Notes de Robert Louzon parues dans La Révolution prolétarienne, n° 168 (469), février 1962, p. 3-6
L’EVACUATION APPORTE L’ « ORDRE »
Voici comment un journaliste américain, correspondant de l’Associated Press, Andrew Borowiec, décrivait la situation à Oran au milieu du mois dernier :
... Oran, ville de 400.000 habitants, n’est plus contrôlée par les autorités ; celles-ci se contentent de s’abriter dans des bâtiments gardés par les mitraillettes des C.R.S.
L’Organisation de l’Armée Secrète (O.A.S.) règne dans les quartiers européens de la ville ; le Front de Libération Nationale (F.L.N.) est le maître dans les quartiers arabes qui sont entourés par les troupes françaises.
Les meurtres dus au terrorisme sont de cinq en moyenne par jour. Au poignard et au pistolet des Musulmans répondent les bombes au plastic des Européens.
Fréquemment, un attentat musulman déclenche une émeute européenne et tout Arabe qui se trouve sur son passage est lynché.
Les autorités disent que l’économie oranaise est en train de s’écrouler.

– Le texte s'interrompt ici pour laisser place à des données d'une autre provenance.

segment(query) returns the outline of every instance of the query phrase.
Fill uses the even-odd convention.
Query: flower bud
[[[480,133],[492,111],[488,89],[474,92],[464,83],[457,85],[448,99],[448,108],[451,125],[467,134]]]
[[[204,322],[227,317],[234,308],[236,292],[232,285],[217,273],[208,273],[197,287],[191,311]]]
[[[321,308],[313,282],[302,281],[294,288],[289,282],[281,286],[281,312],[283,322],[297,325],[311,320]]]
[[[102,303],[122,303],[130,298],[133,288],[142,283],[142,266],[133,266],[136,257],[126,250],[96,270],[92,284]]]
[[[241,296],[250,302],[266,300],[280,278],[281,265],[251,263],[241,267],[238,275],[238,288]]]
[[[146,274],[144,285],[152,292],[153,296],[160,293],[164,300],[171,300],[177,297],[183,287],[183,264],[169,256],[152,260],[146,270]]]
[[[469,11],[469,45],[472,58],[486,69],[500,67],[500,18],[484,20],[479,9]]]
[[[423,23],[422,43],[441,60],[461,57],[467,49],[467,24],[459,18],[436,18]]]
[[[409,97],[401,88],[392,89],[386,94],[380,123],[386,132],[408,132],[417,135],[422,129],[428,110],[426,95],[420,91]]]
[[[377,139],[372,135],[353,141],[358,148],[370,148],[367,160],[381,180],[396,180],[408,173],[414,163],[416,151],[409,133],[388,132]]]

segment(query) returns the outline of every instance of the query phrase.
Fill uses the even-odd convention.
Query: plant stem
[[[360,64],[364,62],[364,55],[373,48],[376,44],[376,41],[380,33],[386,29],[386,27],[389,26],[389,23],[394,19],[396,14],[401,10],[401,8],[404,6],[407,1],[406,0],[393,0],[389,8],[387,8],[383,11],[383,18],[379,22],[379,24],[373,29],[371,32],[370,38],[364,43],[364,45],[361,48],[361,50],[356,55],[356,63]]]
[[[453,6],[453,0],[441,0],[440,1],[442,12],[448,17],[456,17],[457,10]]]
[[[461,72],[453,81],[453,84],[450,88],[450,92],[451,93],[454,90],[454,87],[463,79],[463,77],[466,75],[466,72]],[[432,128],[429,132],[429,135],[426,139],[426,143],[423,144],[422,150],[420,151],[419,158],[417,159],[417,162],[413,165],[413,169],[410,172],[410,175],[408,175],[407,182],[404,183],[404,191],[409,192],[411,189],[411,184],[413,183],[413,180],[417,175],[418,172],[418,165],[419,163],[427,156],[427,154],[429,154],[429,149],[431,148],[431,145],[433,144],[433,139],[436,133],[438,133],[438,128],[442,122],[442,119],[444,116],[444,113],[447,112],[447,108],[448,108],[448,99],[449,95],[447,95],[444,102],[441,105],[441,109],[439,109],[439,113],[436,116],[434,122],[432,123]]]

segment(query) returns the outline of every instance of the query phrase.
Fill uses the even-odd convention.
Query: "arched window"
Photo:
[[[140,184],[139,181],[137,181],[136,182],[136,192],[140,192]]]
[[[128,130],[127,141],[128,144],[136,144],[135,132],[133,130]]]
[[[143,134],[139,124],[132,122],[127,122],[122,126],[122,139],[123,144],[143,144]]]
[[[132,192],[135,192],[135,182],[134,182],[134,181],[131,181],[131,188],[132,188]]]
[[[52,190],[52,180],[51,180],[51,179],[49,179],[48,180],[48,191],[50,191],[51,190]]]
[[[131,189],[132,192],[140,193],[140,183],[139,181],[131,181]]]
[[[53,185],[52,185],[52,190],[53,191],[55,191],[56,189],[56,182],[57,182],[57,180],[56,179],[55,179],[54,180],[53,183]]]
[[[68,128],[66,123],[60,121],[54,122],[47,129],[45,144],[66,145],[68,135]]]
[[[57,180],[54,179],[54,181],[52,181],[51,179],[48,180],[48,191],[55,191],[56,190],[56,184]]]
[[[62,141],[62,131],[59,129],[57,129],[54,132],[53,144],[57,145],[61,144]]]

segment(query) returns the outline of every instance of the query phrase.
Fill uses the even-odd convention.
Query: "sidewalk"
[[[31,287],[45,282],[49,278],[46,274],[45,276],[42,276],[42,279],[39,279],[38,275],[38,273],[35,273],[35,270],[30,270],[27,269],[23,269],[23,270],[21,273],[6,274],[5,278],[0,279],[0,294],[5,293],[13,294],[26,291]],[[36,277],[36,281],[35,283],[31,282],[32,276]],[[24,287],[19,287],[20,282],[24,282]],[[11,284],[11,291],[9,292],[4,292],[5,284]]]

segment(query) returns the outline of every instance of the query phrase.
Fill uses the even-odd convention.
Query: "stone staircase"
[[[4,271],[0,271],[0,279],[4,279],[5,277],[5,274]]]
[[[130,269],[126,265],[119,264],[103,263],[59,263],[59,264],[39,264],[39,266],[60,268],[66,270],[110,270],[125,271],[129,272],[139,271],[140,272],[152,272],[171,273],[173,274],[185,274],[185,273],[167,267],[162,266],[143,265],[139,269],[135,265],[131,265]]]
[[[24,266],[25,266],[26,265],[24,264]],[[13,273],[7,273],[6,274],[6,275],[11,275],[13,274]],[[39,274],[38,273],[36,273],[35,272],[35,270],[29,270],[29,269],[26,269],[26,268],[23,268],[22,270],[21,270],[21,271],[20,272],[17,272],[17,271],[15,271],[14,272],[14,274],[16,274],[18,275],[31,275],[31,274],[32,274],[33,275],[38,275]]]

Elles ne voient aucun moyen d’arrêter le chômage et la fuite des capitaux.
On estime que 20.000 ouvriers musulmans sur 40.000 ont été licenciés par leurs patrons européens au cours des trois dernières semaines, ou bien refusent de s’aventurer dans les quartiers européens pour y travailler. Aussi, dans les quartiers musulmans y a-t-il eu des émeutes de la faim.
La plupart des commerçants et des industriels voient l’avenir en noir. Presque toute la construction privée est arrêtée et les crédits de l’Etat pour la construction de locaux d’habitation ont été réduits, pour 1962, de 35 %. Les ventes d’objets ménagers et de biens d’équipement ont baissé de plus de 60 %. Les textiles ont même été encore plus touchés.
Les autorités estiment que la production industrielle de la zone oranaise a baissé de 35 à 40 % depuis l’automne dernier. Chaque semaine, quatre entreprises industrielles en moyenne transfèrent leurs affaires en France…
Tous les commerçants et les sociétés industrielles sont forcés de contribuer à l’O.A.S. dont le revenu mensuel en cette ville est estimé officieusement à 200 millions d’anciens francs.
Les petits boutiquiers payent 2.500 anciens francs. Les docteurs, les dentistes et les avocats payent 5.000 anciens francs. Les sociétés commerciales sont taxées d’après le volume de leurs affaires. Tout le monde paie par crainte de voir sauter ses locaux ou son appartement.
Beaucoup de colons quittent la ville. L’administration déclare que 40.000 colons, soit en gros, 10 % du nombre total ont quitté l’Algérie occidentale depuis le 1er octobre (1).